Dashiell fit une moue dubitative. Sa mère réagit vivement :

— Tu veux dire qu’ils se sont séparés fâchés, que sa femme est peut-être restée sans nouvelle depuis son départ et qu’elle ne sait peut-être pas qu’il l’aimait toujours, qu’il allait revenir… ?

— C’est probable…

Sa mère s’indignait :

— Mais c’est terrible, Dashiell. Il faut faire quelque chose, absolument !

— Mais, Mary, que veux-tu qu’il fasse ? intervint David.

Elle dit qu’elle ne savait pas, mais qu’il fallait faire quelque chose, lui écrire, aller la voir, lui expliquer qu’Antoine l’aimait toujours, qu’il voulait vivre le reste de sa vie avec elle…

— C’est important pour une femme, continua Mary. Tu as été pratiquement le seul témoin de sa mort. Quelques jours avant, il t’avait fait des confidences très intimes, peut-être les plus importantes et les dernières de sa vie. Tu dois aller voir sa femme et lui raconter…

Mais Dashiell l’interrompit :

— Et lui dire que c’est moi qui l’ai tué ?

Tous les trois gardèrent le silence un long moment, et puis David, penché en avant, regardant son fils dans les yeux, lui dit :

— Ta mère a raison, Dash. Tu dois aller voir la femme d’Antoine. Tu dois lui raconter ta rencontre à Strasbourg, ta nuit dans cette petite ville…

— Obernai.

— Oui, Obernai… tu dois lui dire ce qu’Antoine t’as confié. Mais surtout, tu dois lui raconter sa mort… et lui dire quel rôle tu y as joué. Je pense que c’est pour toi le seul moyen d’arriver à te pardonner à toi-même. Je n’ai aucune idée de ce que pourra être la réaction de cette femme, mais je suis convaincu que tu dois le faire, pour toi.

— Mais comment ? objectait Dashiell. Il faudrait que je retourne en France, à Paris… et puis, je ne sais pas où elle habite, je ne suis même pas sûr que ce soit à Paris… Comment voulez-vous…

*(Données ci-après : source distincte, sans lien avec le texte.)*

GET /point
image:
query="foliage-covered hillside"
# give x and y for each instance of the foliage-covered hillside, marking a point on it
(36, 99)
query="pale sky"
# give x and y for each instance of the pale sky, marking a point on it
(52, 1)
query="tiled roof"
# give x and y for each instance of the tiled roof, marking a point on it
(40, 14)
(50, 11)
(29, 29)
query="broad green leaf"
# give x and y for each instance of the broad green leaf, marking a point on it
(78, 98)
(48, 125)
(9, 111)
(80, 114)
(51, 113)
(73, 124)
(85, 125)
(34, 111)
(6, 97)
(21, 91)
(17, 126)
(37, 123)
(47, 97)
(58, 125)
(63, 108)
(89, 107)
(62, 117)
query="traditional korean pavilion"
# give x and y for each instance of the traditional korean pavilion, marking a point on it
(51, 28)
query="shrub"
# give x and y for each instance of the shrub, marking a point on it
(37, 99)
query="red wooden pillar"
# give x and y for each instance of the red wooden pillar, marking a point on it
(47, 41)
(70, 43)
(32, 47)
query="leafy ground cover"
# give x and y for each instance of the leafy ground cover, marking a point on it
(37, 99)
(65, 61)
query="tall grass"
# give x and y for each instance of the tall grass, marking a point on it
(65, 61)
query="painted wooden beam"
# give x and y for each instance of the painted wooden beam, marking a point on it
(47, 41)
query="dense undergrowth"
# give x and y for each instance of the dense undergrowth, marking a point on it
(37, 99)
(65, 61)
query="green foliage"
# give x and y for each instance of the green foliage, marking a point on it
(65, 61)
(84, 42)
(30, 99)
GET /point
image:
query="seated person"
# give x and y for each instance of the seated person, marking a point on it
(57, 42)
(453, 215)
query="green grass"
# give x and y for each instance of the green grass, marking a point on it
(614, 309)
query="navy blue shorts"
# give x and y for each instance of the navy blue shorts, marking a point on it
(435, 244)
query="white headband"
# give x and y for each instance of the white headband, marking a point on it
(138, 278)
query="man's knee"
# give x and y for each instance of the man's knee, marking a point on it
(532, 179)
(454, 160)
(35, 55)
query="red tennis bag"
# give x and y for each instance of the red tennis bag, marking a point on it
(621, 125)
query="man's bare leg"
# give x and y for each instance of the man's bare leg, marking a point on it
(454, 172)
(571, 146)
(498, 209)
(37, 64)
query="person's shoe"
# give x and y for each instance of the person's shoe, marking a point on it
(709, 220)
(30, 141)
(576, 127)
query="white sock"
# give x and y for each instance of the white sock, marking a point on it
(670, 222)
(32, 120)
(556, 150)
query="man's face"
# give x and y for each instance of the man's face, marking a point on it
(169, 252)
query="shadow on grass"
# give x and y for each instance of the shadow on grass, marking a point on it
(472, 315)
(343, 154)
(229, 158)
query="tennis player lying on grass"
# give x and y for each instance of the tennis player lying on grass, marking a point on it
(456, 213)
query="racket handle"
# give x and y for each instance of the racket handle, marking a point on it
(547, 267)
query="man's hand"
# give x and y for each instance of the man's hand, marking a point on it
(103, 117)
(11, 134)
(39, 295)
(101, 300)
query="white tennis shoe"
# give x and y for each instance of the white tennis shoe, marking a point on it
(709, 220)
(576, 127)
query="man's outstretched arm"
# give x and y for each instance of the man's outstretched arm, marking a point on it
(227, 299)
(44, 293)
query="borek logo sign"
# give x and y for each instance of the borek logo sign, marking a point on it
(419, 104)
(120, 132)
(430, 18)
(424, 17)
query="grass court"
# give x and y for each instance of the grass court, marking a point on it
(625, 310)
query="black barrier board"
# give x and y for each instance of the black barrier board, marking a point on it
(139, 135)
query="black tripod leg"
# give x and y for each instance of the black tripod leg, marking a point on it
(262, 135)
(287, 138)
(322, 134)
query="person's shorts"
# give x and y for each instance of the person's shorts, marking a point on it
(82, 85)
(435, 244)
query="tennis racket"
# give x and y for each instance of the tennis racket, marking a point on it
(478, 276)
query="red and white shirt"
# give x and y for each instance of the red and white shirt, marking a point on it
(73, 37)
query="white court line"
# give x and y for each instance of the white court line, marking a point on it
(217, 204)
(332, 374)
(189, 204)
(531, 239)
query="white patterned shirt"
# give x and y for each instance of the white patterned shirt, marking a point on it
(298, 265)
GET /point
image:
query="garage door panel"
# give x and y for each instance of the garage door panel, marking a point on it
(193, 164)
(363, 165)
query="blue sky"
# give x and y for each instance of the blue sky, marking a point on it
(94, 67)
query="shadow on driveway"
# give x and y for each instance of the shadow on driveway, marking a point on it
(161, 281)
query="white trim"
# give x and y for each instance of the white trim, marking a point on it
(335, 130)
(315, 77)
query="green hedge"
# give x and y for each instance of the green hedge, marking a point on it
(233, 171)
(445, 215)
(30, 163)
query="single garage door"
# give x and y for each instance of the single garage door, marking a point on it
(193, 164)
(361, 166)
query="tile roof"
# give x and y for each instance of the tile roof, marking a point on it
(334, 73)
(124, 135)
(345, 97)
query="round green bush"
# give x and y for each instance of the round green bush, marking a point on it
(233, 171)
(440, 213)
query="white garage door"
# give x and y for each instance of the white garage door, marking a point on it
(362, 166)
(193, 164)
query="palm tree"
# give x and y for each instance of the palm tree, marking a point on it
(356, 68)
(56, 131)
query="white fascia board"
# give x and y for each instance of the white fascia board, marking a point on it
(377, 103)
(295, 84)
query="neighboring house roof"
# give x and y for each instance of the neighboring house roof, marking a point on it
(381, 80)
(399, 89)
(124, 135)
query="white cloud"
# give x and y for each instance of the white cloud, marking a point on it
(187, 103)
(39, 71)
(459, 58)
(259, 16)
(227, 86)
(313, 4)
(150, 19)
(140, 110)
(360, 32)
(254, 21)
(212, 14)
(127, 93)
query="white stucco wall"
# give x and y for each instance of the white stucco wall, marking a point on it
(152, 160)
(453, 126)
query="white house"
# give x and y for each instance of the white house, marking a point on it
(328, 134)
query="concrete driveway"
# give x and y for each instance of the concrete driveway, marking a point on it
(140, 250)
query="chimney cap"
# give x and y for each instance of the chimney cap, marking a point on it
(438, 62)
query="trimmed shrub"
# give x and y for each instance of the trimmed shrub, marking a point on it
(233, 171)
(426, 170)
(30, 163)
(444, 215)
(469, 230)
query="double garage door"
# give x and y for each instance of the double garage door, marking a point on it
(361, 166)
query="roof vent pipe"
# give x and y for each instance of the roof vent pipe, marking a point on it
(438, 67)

— Paris n’est pas une si grande ville, Dashiell. Les Bompar de Colmont ne doivent pas être si nombreux, et retrouver à Paris la veuve d’un héros de guerre de l’armée française ne doit pas être très difficile. Et si elle n’habite pas Paris, eh bien, tu devras la chercher. Ce sera juste un peu plus long. Mais tu dois le faire, Dash. Tu dois le faire.

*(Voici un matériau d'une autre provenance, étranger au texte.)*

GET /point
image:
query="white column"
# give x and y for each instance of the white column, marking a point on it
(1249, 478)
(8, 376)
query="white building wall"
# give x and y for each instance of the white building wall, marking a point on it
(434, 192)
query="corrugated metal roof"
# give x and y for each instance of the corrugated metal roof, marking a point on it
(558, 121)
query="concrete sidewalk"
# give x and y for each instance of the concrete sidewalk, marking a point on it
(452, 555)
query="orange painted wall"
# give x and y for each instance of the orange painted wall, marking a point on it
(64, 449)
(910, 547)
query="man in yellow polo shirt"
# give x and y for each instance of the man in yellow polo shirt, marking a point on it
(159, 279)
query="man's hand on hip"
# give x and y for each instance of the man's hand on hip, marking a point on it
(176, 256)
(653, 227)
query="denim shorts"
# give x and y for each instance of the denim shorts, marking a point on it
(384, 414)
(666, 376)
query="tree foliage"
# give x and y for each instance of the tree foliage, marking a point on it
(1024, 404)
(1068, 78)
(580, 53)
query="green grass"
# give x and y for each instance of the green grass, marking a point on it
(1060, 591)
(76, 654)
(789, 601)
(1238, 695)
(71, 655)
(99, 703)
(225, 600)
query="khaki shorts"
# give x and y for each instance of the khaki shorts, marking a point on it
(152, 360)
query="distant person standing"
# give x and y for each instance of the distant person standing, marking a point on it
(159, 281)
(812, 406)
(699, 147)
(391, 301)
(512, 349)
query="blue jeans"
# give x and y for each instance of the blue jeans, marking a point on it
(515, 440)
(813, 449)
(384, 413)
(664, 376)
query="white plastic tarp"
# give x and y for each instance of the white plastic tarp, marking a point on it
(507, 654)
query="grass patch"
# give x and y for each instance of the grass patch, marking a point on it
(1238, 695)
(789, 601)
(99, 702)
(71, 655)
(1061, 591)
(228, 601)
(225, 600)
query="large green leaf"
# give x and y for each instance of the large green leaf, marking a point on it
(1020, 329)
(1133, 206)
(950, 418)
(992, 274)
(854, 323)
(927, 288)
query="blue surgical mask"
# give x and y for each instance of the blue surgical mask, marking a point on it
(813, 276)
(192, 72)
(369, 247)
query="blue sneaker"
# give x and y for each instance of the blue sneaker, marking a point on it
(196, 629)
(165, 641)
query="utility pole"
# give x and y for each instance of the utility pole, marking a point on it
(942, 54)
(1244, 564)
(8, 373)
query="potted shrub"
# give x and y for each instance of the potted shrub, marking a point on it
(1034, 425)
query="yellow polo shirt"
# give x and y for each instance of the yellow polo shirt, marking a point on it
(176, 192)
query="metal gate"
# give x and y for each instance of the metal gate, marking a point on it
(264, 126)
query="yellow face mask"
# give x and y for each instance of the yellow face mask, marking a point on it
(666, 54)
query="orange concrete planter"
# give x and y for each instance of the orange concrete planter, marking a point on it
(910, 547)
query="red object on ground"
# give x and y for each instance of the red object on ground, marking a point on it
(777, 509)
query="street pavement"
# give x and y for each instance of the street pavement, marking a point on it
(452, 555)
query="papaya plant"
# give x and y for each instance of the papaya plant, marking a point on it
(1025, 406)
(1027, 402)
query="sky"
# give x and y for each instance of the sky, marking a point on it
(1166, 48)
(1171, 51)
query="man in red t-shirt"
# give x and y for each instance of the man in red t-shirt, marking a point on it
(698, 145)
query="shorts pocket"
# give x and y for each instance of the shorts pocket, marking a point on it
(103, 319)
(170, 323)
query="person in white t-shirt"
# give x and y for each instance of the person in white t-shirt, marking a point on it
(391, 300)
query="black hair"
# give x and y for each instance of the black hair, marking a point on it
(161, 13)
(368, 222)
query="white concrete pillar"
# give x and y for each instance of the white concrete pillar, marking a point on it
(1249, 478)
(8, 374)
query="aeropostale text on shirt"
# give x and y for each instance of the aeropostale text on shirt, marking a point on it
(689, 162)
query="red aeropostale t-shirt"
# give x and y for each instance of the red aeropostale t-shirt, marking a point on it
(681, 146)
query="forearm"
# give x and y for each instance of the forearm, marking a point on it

Dashiell restait silencieux, hésitant. Ses parents avaient sans doute raison. C’est une idée établie qu’avouer sa faute permet de soulager sa conscience. Ce pouvoir magique de l’aveu peut bien être le produit d’une conviction religieuse ou d’une volonté morale, mais on peut aussi penser que l’aveu n’est qu’une facilité, un moyen de faire juger la gravité de la faute par quelqu’un d’autre. C’est bien pour cela que dans ces cas-là, on ne se confie qu’à quelqu’un dont on sait qu’il vous aime, une mère, un ami, quelqu’un qui atténuera la faute et qui, de ce fait, en portera une partie du poids. Et c’est bien ce qui s’était passé pour Dashiell : quand il avait raconté la nuit du Nid d’Aigle, la foudre n’était pas tombée sur lui, son père et sa mère n’avaient pas été horrifiés par ce qu’il avait fait. Ils lui avaient même trouvé des excuses. Sa faute n’était donc pas aussi horrible qu’il l’avait cru. Il se sentait déjà mieux… pas moins coupable, mais mieux.

Mais avouer sa faute à une personne qui en a souffert, une personne qui aura toutes les raisons de vous haïr, c’est une autre affaire. Dashiell n’arrivait pas à s’imaginer se présentant devant Isabelle et lui disant qu’il était le responsable de la mort de son mari.